During this last winter my friend and I decided to explore the elements in a freeform, guided meditation. When we meditated on fire we both came up with similar ideas and imagery. For us fire was about change and transformation, but also about warmth, sustenance and community. Many images came of communities gathering around a fire circle for a ritual or the hearth of a home, and even around the stove in a kitchen. How many parties have you been to where the little kitchen is full of people and the spacious living room is empty? Humans are drawn to community, connection and contact. By our nature, we are not solitary beings. Science has shown that without contact with others our physical and mental health suffers greatly.
Community and connection is paramount to our well being, and not just any community, but our sangha. Sangha is a Buddhist term, which refers to our community of kindred spirits, like-minded friends or our spiritual community. Your sangha is the community where you can be yourself, relax and find support. For some this is at work or school, for others it’s in your own family or even at the local watering hole.
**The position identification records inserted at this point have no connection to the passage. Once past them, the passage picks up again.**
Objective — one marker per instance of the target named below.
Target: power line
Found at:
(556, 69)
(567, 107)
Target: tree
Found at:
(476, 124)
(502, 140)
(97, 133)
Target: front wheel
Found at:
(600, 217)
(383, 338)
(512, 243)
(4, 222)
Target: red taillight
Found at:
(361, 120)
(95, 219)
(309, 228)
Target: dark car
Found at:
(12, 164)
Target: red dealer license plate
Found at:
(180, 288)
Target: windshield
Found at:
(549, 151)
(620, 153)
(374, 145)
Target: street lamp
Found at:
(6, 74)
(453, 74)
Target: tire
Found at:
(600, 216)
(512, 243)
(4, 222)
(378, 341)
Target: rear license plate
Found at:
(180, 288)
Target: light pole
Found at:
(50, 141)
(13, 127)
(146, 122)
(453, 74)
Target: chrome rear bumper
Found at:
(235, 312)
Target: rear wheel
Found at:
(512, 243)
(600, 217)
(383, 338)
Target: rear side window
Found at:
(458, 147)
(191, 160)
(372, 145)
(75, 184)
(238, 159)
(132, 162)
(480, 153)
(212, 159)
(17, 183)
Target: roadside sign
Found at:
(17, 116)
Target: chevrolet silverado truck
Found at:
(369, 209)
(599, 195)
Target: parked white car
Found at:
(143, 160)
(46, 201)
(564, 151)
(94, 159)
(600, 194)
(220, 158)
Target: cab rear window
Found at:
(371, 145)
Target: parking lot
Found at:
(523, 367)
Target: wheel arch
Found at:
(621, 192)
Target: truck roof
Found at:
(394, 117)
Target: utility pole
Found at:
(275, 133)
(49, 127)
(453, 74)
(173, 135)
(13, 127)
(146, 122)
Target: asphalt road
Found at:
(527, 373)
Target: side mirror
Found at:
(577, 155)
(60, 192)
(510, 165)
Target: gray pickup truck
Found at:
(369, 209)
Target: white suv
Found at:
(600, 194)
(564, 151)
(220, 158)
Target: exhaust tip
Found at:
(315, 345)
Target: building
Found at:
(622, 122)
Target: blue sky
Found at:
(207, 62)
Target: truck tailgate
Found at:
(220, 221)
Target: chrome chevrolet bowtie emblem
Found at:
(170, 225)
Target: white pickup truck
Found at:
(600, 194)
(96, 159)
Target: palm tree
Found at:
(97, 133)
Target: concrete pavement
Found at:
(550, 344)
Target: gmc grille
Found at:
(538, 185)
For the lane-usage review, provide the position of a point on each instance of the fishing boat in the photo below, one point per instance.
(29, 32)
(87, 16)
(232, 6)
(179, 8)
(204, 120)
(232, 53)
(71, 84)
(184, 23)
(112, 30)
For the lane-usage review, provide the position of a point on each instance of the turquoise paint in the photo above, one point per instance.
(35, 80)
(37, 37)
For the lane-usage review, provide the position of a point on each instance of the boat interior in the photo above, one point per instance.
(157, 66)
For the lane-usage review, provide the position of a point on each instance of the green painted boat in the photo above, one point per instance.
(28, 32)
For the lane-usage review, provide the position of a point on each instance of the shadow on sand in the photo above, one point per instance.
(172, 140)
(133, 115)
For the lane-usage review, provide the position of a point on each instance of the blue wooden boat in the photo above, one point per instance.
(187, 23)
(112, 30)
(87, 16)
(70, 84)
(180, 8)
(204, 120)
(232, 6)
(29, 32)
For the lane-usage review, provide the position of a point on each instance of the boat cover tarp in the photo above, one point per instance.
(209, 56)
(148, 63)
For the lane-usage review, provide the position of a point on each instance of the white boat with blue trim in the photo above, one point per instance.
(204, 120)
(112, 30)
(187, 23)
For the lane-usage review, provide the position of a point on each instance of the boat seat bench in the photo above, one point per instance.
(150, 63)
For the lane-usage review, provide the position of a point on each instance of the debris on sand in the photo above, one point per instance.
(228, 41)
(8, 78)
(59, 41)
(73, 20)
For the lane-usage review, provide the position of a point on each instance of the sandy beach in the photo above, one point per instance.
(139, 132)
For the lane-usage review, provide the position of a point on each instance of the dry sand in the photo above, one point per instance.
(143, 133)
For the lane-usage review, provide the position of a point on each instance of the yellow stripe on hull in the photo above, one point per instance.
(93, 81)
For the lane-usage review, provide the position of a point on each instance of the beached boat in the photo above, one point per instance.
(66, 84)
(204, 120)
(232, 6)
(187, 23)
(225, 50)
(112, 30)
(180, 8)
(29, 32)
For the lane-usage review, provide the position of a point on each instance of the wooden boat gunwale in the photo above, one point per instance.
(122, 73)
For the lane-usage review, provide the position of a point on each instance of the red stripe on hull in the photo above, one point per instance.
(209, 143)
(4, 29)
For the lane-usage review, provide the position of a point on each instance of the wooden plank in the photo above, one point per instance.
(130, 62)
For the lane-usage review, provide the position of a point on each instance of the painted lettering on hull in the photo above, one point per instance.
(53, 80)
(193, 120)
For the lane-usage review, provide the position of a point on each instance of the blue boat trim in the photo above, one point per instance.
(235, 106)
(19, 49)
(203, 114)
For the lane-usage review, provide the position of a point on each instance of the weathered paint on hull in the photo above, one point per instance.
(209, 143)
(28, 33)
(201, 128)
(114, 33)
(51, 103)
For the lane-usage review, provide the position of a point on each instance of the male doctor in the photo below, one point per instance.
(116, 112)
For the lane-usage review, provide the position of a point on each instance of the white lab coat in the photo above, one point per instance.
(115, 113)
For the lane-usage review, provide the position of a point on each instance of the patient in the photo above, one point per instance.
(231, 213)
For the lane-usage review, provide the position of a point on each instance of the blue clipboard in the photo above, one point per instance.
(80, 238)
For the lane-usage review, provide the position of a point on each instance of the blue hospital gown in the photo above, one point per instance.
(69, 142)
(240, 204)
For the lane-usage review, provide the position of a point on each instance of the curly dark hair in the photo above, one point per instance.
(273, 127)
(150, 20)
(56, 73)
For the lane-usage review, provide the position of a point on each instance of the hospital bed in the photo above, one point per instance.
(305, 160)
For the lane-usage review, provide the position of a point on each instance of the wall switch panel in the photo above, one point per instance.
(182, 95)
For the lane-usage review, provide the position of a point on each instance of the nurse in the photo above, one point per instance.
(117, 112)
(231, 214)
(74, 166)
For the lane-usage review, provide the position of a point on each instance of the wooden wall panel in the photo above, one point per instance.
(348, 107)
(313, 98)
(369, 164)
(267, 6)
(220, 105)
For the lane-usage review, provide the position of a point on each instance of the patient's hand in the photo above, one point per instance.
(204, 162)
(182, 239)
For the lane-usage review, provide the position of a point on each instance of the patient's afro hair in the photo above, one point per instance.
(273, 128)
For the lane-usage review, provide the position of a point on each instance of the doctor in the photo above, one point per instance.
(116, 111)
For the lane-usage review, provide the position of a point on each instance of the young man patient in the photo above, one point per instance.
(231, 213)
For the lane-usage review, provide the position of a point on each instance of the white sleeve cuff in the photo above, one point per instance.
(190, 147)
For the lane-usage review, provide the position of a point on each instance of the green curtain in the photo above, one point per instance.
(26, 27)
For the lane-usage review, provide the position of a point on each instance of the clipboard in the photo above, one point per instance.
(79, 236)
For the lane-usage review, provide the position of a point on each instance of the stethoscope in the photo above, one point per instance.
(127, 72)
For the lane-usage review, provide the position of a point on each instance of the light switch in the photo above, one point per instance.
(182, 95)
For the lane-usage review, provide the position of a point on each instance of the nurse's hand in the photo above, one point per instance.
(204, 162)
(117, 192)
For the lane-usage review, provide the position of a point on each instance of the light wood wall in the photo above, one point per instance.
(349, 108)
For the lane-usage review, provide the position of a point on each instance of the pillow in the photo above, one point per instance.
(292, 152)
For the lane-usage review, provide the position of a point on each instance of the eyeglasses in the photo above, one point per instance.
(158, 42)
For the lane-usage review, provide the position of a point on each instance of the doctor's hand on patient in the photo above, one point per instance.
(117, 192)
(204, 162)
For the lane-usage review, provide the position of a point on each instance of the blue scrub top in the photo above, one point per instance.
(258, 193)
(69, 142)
There are many people who may feel isolated from that sense of community. They may feel like outsiders because of their beliefs or a particular disability. I want to acknowledge that it can be a struggle to find a sangha for some. To those people, I would encourage your to not give up and keep looking. I also offer two other options, the first being the internet. In this day of social networking we can meet people from all around the world, and we are bound to find other kindred spirits out there. The second possibility is the internal sangha, for those with a spiritual practice or believe system. In prayer and meditation we can find a multitude of support networks through a pantheon of gods and goddesses, angels, spirit guides or mythical figures. Even our imagination can create a rich center of support, perhaps by reading uplifting stories or sagas of great heroes who have discovered strength in their wounding.
We seek out these communities when we feel good and want to connect, but also when we want to take refuge from our struggles and difficulties. And even though our community may not have the answers or solutions, we feel better simply because we can rest in that connection with our people.